Aristotle said that the most characteristically human activity is planning your life.
The plan, any plan, starts with a dream. A dream so strong that it seizes your mind and your heart. A dream so clear and sound that you have to strive to make it come true, somewhat, somehow, somewhere.
Ever since I was a little girl I had this dream. The dream of becoming a writer. It started even before I could read. It started when I fell in love with the writer, or rather the image of the writer, while my mom read me stories (which I later learned to do myself). After every story book I read I used to close my eyes and imagine this writer person sitting at a desk, fingers smudged with ink, writing. Sometimes it would be a woman, at other times a man. But it was always someone at a desk with smudged fingers writing his/her way through the wee hours of the night. I wanted to become that person so badly. That was the dream that kept me awake on some nights, as I read until dawn. To become that special person and create magic with my pen, and people would fall in love with my magic, with my written words, my stories and my books.
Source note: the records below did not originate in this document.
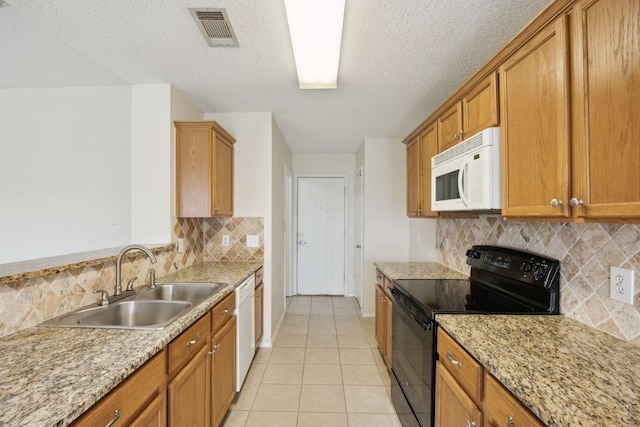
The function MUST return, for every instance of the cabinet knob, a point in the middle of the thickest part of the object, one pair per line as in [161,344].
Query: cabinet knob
[453,361]
[116,417]
[193,341]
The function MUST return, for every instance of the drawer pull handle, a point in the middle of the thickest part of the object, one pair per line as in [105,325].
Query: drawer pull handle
[193,341]
[116,417]
[453,361]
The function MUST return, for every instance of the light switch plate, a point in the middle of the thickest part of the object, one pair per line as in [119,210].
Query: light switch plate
[621,285]
[253,240]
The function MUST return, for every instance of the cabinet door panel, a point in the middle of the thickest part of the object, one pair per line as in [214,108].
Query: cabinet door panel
[480,106]
[607,74]
[428,149]
[189,393]
[449,127]
[223,368]
[222,186]
[453,406]
[193,196]
[535,126]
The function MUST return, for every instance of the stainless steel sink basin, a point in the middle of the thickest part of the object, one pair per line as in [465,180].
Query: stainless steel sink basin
[193,292]
[153,308]
[145,314]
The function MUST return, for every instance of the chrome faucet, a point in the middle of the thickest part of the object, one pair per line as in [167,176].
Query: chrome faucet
[119,264]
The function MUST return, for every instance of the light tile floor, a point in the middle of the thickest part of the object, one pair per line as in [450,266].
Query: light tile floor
[324,370]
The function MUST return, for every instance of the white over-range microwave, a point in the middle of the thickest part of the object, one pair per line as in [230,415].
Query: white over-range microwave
[467,176]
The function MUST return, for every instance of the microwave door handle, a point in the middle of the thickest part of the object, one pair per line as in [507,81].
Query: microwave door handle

This is how my love affair started with writers, with their image and the books they wrote, and it continued throughout my school years and beyond. During class, I would hide a book inside my textbook and read. I did this for years without even being caught up, not even once. This was my way of keeping my dream alive until I got an education, until I was free and ready to focus on the work needed to make that dream a reality. Until I was able to put that dream in order, first in my head, and then on paper.
A writer, after all, is only a person who loves writing, and believes in it strongly enough to want to do it well. In the words of George Bernard Shaw:
“This is the true joy in life, the being used for a purpose recognized by yourself as a mighty one; the being thoroughly worn out before you are thrown on the scrap heap; the being a force of Nature instead of a feverish selfish little clod of ailments and grievances complaining that the world will not devote itself to making you happy.”